In the late 1980s, aside from the government’s official TV broadcasting company TRT and its subsequent channels, private broadcasters emerged. New media outlets, broadcasters called Star TV (which still exists as one of the leaders) and Teleon were the new windows for us to discover the world from that time on. They brought us new series that were sweeping over American audiences, R-Rated movies, blockbusters, cult ones and many productions that were watched by millions during that period.
Between the late 1960s and 1980s, many Hollywood productions were brought into our homes through TRT, as we were already familiar with series such as “Dallas,” “Charlie’s Angels,” “Little House on the Prairie” and so on.
Actually those series were more than “familiar,” to us; JR was the bad guy in our father’s office, Jill was the “glam” girl next door that our brothers fell in love with, Laura was our beloved imaginary friend that kept us company while playing house.
Series like the “Twilight Zone,” “The Love Boat,” “The White Shadow,” “Growing Pains,” “Murder She Wrote,” “Married With Children,” “Bewitched” and many more were shown and loved by the Turkish audience already thanks to TRT. Most of the productions were brought to the Turkish audience many years after the original release date, however. For instance, “Bewitched” started in 1964 and ended in 1972 but the release date in Turkey was in 1976. There were exceptions but most of the time, we were years behind.
But this changed drastically in the 1990s.
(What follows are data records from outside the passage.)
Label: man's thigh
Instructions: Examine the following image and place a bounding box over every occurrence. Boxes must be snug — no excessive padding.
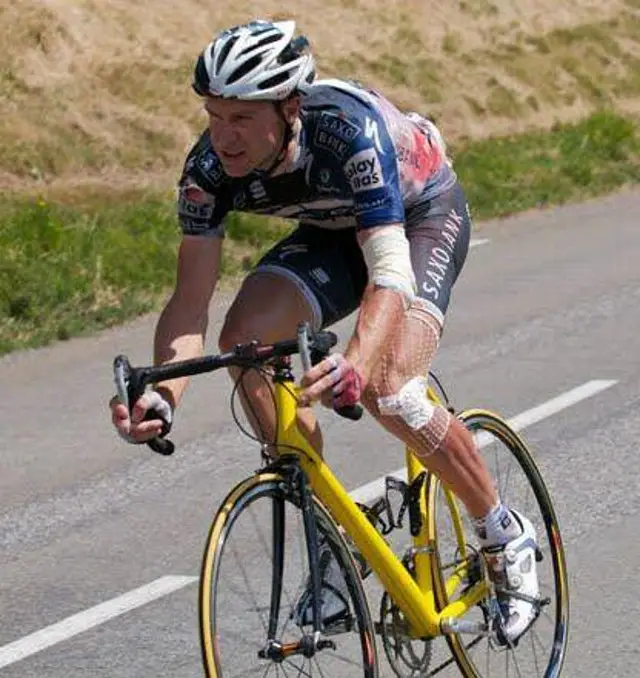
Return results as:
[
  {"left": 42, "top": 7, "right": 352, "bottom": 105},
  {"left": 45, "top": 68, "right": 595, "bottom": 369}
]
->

Following the birth of new private television channels, new up-to date productions, new movies and series were to come…
That’s when we started to share the same childhood. We were introduced to “McGyver,” “Miami Vice,” “Baywatch”… Or some heart-warming comedies like “Charles in Charge,” “Alf,” “Full House,” “Perfect Strangers”…
As a teenager, I really enjoyed series like “Beverly Hills 90210,” “Sweet Valley High” and “Melrose Place”… And I remember I was “exposed” to soap operas like “The Bold and the Beautiful,” “Santa Barbara,” etc. after school at home… (Hi, mom!)
That could very well be considered as the “Americanism of all childhoods in the world” but to me, it was a beautiful one with many well-made universal productions that I was able to watch on TV.
I remember the first time that I watched “Nightmare on Elm Street” on Star TV back in the early 1990s. I remember the first time that I watched “E.T.”
I remember the thrill; I remember the coldness on my neck.
I remember sitting on the rug in front of the TV watching the creepy “lady” that was played by Anthony Perkins on the remake of the Psycho with my brother, shivering on a very hot day at summer at home…
I also remember watching “The Cosby Show,” (although that feeling of heart-warming nostalgia has been spoiled by “Mr. Huxtable” himself, recently) waiting for my father to come from work as my mother prepared dinner for the family…
It also feels like a lazy Saturday, watching “The Visitors” and freaking out every single time I see there is a green alien lying under the fake human skin of Diana, played by Jane Badler.
Or playing FRP while sitting around a campfire that we started in the garden of an abandoned, half-demolished cottage next to our summer house…
Everybody’s amazed to see how Netflix’s new series “Stranger Things” make us feel. It’s a perfect homage to the 1980s and 1990s series and movies, but there’s more to it: It makes us feel the way we felt in those years.
Maybe we’re not particularly hooked on the series itself. We’re hooked on the feeling. This pure, warm feeling of nostalgia…
And this shows that we are in a new era of period television, or to be precise, series making.
It’s not about fuzzy wigs, very well made furnishings or the “look” of the series alone. It’s all about recalling the audience’s feelings.
In this dark phase of the world, I would never say no to a time-traveling opportunity via a well-made television series.
Plus, this is really good television.
And it’s never done this good before.